И вдруг увидел. Идет с подносом. Большой, лохматый. Переваливается с боку на бок, шагает неуклюже, косолапо, боязливо держа в огромных ручищах легкий пластиковый поднос, на котором в толстых граненых стаканах чай. Он будто заворожил Никиту; стараясь не расплескать чай, Славин даже высунул кончик языка от необычайной сосредоточенности.
Все в порядке, сказал я себе. Повернулся и пошел в мастерскую дожидаться начала работы.

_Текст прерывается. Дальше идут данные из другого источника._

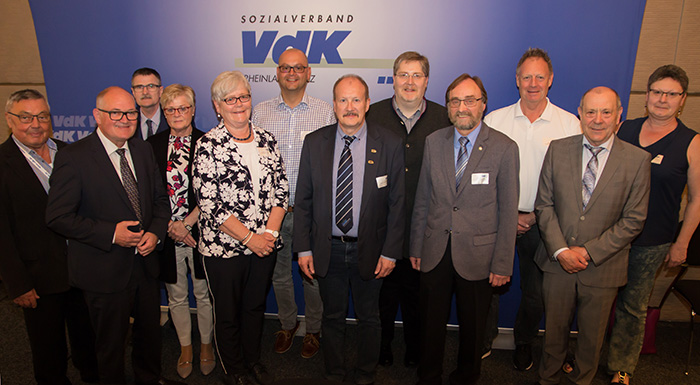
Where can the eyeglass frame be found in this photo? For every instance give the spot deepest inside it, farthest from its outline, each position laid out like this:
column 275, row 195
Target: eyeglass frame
column 123, row 114
column 31, row 117
column 469, row 102
column 234, row 100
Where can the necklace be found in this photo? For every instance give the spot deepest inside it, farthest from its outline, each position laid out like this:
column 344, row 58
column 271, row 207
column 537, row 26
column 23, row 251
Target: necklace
column 250, row 132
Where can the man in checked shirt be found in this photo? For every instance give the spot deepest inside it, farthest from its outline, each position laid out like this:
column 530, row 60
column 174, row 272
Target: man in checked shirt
column 289, row 117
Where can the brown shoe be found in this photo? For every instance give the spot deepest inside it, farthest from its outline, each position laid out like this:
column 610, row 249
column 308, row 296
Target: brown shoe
column 284, row 339
column 311, row 345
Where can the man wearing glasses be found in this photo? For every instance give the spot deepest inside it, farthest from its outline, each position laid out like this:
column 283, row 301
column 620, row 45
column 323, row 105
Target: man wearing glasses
column 147, row 88
column 532, row 122
column 290, row 117
column 107, row 198
column 463, row 229
column 413, row 118
column 33, row 261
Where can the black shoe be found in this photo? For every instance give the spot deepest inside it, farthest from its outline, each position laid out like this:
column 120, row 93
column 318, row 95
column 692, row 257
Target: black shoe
column 386, row 357
column 261, row 375
column 239, row 379
column 522, row 357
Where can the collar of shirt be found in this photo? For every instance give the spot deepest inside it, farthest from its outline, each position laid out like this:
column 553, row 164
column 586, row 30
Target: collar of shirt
column 303, row 104
column 546, row 114
column 414, row 117
column 472, row 138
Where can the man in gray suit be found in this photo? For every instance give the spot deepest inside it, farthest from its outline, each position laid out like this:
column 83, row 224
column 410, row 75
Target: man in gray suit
column 592, row 201
column 463, row 229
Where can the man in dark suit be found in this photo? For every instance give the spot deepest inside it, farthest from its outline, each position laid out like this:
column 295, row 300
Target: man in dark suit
column 348, row 222
column 33, row 259
column 413, row 118
column 464, row 225
column 107, row 198
column 147, row 88
column 591, row 203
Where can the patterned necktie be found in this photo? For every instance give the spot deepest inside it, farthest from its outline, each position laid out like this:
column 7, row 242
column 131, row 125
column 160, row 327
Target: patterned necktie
column 129, row 182
column 590, row 174
column 343, row 190
column 462, row 159
column 149, row 123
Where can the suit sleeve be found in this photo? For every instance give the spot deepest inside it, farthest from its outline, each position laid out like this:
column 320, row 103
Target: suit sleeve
column 396, row 218
column 12, row 269
column 419, row 217
column 547, row 218
column 303, row 202
column 62, row 209
column 631, row 221
column 508, row 185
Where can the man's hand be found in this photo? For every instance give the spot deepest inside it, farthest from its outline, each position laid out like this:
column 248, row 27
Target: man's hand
column 384, row 268
column 27, row 300
column 125, row 237
column 307, row 266
column 147, row 244
column 498, row 280
column 415, row 263
column 676, row 255
column 525, row 222
column 571, row 261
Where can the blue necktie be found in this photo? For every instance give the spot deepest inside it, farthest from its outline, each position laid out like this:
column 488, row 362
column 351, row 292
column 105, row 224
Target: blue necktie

И вот она — никелированная ручка двери. Открыл, вошел. Лучи солнца в окно. Они светят, сияют, что бы ни было с нами, с людьми, они давно горят в моей мастерской, как будто бы нет, не бывает на небе туч.
Прошел к своему столу, опустился на стул, устало обвел взглядом мастерскую, ряды верстаков, шкафы с инструментами, сверловочный и токарный станки, точило в углу. Не мертвое это все оборудование, нет. Большая или малая частица души обязательно есть во всем, что сделал для себя человек, к чему хоть однажды приложил он руки или чего касается его взгляд изо дня в день, — кажется, будто вещи, предметы впитывают, запоминают навсегда все пережитое человеком. Вон облезла краска на углу стола, — это мои ученики подходят сюда сдавать детали, опираются боком о край стола, волнуясь, трут его пальцами. А с этого боку дерево будто бы отполировано. Памятка тут навсегда. Сколько раз я касался этого места рукой или боком, вылезая из-за стола, я протер этот угол, как протирают ногами ступеньки на лестнице старого дома или как протирают губами икону или серебряный крест с распятием верующие. И кто бы ни был тут потом, кто бы ни сидел на этом стуле, за этим столом, кто бы ни касался этого угла, — я тут останусь незримо. Эх, если бы я мог унести отсюда все, что хочу, все, что мне нужно, что будет помогать мне жить в моем завтра, — я поднял бы бережно на руки все это и понес бы, как нес гончарный круг старик горшечник.
А что заберут отсюда они, мои двадцать семь учеников? Вот уже слышен топот их ног, распахивается дверь, входят. Первым Лобов, а за ним Глеб Бородулин, и староста, и обычно веселый, быстрый, а тут притихший, щупленький Штифтик. Входит в дверь и смотрит, как всегда в упор, своими обнаженными, умоляющими глазами честняги Саня. И вот уже показались близнецы Савельевы, все, вся группа вваливается в дверь и встает передо мной, как обычно выстраиваются для утреннего инструктажа, но совсем другое ожидание в их глазах, лицах, позах, движениях. Они жмутся друг к другу, как в Доме культуры во время танцев, и молчат, и так смотрят и ждут чего-то, что у меня невольно ком подступает к горлу.
Я поднимаюсь со стула, вытягиваюсь по стойке «смирно», мне коротко докладывает староста о том, что вся группа в сборе, а потом я говорю о задании на день, о планах на будущее, что скоро все пойдут на завод и после экзаменов начнется их новая, взрослая жизнь. Я говорю это голосом, который для меня неожидан, я будто бы прощаюсь со всеми уже сейчас. И в какую-то короткую паузу вдруг слышу:
— Простите меня, Леонид Михайлович, за все, в чем я перед вами виноват.
Я замолчал и не мог найти больше ни слова. Тишина показалась мне громче крика.
Это Глеб. Это он смотрит и не отводит взгляда. Правдивые, горячие его глаза наполнены чувством и значением, какое понятно до конца только нам двоим, и все же каждый сейчас знает, почему он решился при всех извиниться передо мной.